Iziuminkin's favorite bread

Very tasty bread turned out. The crust is crispy ... Only 1/3 of it is left.
Zest
LightOdessa

Looked at the cutters.
in the context of the flatbread really resemble a ciabatta. That's why I like this template recipe, that you can twist it in all directions as you wish.

Joy

Stunned! Not bread came out, but the sun, and pleases the eye. Congratulations, a noble leaven came out, showed itself in the best way
And that without dough, so this method also takes place, leaven is the same dough in fact.
Well, the beauty came out just indescribable
Joy
Zest , Thank you. And for the praise, and for the recipe for wonderful bread.
And the bread really worked out. How much I baked it, there was never such a taste. Probably, this is how you get it.
In the final proofing, the dough came up 2 times in 30 minutes.
My husband is going to the dacha on Sunday, so he ordered just such a bake for him.
Zest
Joy

If it turned out with a bright wheat aroma that everyone wants and wants to smell, with a thin crispy crust and an elastic crumb, then this is exactly what it should be. It doesn’t get boring or boring. This is what they order me most often and eat with pleasure.

I am very glad that you have achieved the most that neither is his real taste. And ... bon appetit to my husband in the country
Nettle
Please tell me if the recipe really needs to measure water in grams. And then I kneaded the dough according to the recipe, but it was liquid, I measured the water in grams.
ikko4ka
Nettle, water in grams and milliliters is equal. My dough turns out to be tender and after proofing it is thicker. This bread is one of my favorites.
I drew attention to the fact that now I only bake Raisin bread. Zest thank you!
Freken Bock
By the way, I was faced with the fact that I took 30 grams of the starter culture and added 100 ml of water and 100 grams of flour to it, after 6 hours I hardly scraped the 200 grams of the product I needed from the container. And just this morning I didn’t find 250 grams of water in 250 milliliters of water. I don’t remember how much water was gone, I flew to work, I couldn’t even think about the meniscus, but I found the shortage. Measuring glass from Panasonic 254.
Zest

Freken Bock

aha, there is such a thing. After all, we also lose weight with active life. So the starter culture loses weight during active processing of feeding and growth. It is necessary to take this moment into account and toss a little more to her so that she remains for divorce.
himichka
I also paid attention to the fact that the leaven is losing weight. And you know, the amount of carbon dioxide that it produces must be wow ... 22 grams of gas is 11 liters of it at normal. conditions, and I miss about so much.
Zest, sorry, continuation of the educational program. I'll take it away.
tuskarora
Zest! Thank you so much for this recipe.
I have tried to bake with sourdough in the oven before. But it’s not that. Some kind of sour bread turned out. And this one is just yum - yum.

I really like its gray modification. I also put rye in the dough instead of a part of white flour of the 2nd grade and the main amount of flour is 300 grams of white, and 150 is rye. And I add a tablespoon of brewed malt. The technology is all yours. This type of bread suits my husband the most. The loaf turns out to be a hefty one, but he silences it.
The only but. What to do with the camera.
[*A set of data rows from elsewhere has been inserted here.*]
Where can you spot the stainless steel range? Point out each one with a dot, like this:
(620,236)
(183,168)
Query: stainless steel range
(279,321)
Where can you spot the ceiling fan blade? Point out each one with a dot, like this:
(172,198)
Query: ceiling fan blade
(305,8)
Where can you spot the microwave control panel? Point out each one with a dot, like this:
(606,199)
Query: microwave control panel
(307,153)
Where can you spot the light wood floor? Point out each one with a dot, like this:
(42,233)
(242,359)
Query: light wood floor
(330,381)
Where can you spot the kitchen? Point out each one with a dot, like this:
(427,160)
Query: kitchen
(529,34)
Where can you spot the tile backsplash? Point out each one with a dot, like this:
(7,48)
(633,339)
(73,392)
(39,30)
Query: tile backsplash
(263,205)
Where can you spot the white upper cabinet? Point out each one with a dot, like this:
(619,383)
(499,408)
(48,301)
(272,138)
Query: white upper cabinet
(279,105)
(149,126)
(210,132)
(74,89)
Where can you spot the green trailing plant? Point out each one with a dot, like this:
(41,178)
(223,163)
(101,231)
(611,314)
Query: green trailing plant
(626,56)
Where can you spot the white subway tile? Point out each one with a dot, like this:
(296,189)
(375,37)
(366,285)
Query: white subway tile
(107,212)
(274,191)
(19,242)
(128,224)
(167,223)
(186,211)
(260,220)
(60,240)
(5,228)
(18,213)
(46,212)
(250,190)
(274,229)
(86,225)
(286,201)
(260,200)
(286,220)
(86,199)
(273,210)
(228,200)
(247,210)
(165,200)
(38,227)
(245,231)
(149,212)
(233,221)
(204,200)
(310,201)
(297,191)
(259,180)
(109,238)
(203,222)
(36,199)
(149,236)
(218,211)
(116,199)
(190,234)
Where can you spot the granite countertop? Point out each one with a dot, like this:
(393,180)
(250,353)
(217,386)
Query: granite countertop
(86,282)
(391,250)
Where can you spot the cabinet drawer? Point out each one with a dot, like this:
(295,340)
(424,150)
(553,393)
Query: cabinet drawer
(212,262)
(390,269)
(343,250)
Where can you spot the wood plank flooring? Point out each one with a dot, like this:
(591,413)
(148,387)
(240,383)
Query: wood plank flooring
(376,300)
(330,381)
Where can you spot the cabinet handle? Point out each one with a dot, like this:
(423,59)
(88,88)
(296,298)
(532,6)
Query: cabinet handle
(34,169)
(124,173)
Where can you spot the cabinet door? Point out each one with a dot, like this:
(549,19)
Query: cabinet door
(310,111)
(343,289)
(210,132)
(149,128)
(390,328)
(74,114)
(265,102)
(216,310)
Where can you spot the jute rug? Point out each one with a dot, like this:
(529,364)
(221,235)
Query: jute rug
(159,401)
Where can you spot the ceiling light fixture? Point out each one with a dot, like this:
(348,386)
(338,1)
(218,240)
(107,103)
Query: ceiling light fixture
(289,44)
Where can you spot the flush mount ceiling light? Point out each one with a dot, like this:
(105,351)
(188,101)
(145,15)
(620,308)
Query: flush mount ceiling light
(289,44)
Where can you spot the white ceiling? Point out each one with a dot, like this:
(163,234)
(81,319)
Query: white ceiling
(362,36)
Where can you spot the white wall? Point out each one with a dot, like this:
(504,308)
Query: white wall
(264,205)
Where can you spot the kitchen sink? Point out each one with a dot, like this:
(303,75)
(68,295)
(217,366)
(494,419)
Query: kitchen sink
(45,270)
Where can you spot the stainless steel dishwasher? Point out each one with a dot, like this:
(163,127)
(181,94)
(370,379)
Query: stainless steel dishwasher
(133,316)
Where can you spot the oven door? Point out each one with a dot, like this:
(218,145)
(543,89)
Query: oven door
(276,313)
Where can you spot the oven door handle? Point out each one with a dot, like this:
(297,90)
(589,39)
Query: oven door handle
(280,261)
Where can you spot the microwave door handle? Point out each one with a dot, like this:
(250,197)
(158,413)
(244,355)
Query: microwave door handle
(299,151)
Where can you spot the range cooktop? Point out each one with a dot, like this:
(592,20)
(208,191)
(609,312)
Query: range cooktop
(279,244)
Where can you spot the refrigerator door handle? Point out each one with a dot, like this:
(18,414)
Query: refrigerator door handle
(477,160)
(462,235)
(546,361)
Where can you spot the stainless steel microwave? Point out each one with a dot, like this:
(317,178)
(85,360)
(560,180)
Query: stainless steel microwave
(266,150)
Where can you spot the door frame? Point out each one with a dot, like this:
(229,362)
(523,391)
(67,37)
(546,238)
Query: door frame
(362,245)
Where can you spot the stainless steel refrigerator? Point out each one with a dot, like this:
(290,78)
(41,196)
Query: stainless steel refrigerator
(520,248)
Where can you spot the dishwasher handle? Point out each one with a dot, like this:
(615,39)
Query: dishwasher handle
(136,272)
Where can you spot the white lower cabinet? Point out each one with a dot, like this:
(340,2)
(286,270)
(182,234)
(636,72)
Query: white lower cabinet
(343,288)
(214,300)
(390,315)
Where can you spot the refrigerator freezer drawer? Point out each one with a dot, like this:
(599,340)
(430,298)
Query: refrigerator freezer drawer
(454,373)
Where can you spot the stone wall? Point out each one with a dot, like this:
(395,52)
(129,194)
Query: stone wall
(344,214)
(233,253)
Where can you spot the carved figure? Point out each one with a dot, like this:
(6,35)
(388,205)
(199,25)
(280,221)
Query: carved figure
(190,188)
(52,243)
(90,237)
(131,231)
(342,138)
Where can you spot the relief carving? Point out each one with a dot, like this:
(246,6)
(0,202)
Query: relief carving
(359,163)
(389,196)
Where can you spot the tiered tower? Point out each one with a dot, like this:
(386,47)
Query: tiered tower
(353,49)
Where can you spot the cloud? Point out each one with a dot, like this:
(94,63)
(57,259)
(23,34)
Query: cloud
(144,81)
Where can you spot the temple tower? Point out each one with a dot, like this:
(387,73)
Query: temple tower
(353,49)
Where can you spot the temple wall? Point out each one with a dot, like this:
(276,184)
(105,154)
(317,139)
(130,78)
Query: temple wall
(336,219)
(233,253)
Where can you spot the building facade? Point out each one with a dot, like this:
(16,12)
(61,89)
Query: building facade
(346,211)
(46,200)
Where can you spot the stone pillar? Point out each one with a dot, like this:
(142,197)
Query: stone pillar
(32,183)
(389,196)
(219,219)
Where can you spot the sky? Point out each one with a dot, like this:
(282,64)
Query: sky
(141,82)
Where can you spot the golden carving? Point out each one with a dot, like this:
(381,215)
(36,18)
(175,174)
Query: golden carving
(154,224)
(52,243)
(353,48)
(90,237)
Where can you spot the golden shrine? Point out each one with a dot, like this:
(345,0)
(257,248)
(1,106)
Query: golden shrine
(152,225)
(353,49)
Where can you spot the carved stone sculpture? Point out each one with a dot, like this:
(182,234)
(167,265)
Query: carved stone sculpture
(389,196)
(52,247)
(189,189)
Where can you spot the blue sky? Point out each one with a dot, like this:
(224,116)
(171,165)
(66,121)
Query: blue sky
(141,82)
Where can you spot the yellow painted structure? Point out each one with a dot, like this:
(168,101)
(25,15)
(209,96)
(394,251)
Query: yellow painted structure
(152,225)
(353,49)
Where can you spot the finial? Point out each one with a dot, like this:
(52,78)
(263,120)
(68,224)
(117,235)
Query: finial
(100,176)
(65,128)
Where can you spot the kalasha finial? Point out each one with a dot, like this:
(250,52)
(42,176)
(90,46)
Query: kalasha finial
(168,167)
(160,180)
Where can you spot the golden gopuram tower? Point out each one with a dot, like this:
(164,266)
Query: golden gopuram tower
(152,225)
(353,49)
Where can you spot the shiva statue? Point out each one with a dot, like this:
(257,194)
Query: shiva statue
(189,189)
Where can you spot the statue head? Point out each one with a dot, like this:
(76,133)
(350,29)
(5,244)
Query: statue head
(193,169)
How I do not photograph - everything is gray, the pores are not visible, but they are so pretty So it is visible and I will not demonstrate my success
Zest
Quote: tuskarora


I really like its gray modification.

here is a hammer - I understood the very essence! This is not a recipe, but a matrix, on the basis of which you can bake with any combination of flour and flavor additives, choosing the ingredients to your taste.
I am very glad that you all have bread to the yard, eat to your health

And we will wait for the photo, we believe at the word that the handsome men turn out to be delicious.